In this case, the y-intercept is = -90.62 and the slope = 0:5863. Thus, the final regression model is: \(y = -90.62 + 3.81x_1\), this can be read as \(Worldwide~ Gross~ Revenue~ = -90.62 + 3.81 * Movie~ Budget\)

Model Quality

summary(Top1000.lm)

## 
## Call:
## lm(formula = Top1000$Worldwide ~ Top1000$Budget)
## 
## Residuals:
##     Min      1Q  Median      3Q     Max 
## -695.83 -117.14  -38.36   76.43 1537.19 
## 
## Coefficients:
##                Estimate Std.
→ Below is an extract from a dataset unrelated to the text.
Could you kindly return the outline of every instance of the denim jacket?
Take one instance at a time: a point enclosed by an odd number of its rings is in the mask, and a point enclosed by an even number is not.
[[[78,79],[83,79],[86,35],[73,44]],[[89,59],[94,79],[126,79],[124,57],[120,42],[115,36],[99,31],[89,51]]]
Error t value Pr(>|t|)    
## (Intercept)    -90.6161    15.6765   -5.78 9.96e-09 ***
## Top1000$Budget   3.8052     0.1409   27.01  < 2e-16 ***
## ---
## Signif. codes:  0 '***' 0.001 '**' 0.01 '*' 0.05 '.' 0.1 ' ' 1
## 
## Residual standard error: 218.4 on 998 degrees of freedom
## Multiple R-squared:  0.4224, Adjusted R-squared:  0.4218 
## F-statistic: 729.7 on 1 and 998 DF,  p-value: < 2.2e-16

Standard error for budget is 0.141 and is less than coefficient \(\frac {3.805}{0.141} = 26.9858156\). As coefficient value is high it suggests that there is little variability in the slope estimate. \(Pr(>|t|)\), values are very low suggesting that budget is not relevant in this model.

plot(fitted(Top1000.lm),residuals(Top1000.lm))

Plot shows there data is clustered, as we move to right it is not spread evenly suggesting data is skewed.

qqnorm(Top1000.lm$residuals)
qqline(Top1000.lm$residuals)  # adds diagonal line to the normal prob plot

If the residuals were normally distributed, we would expect the points to hug the straight line. Two ends diverge significantly from fitted line suggesting residuals are not normally distributed. This indicates the budget alone cannot be used to estimate worldwide gross revenues.

Conclusion

\(R^2\) value of 0.422 suggests only 42% of the data variation.
Budget alone cannot be used to estimate worldwide gross revenues.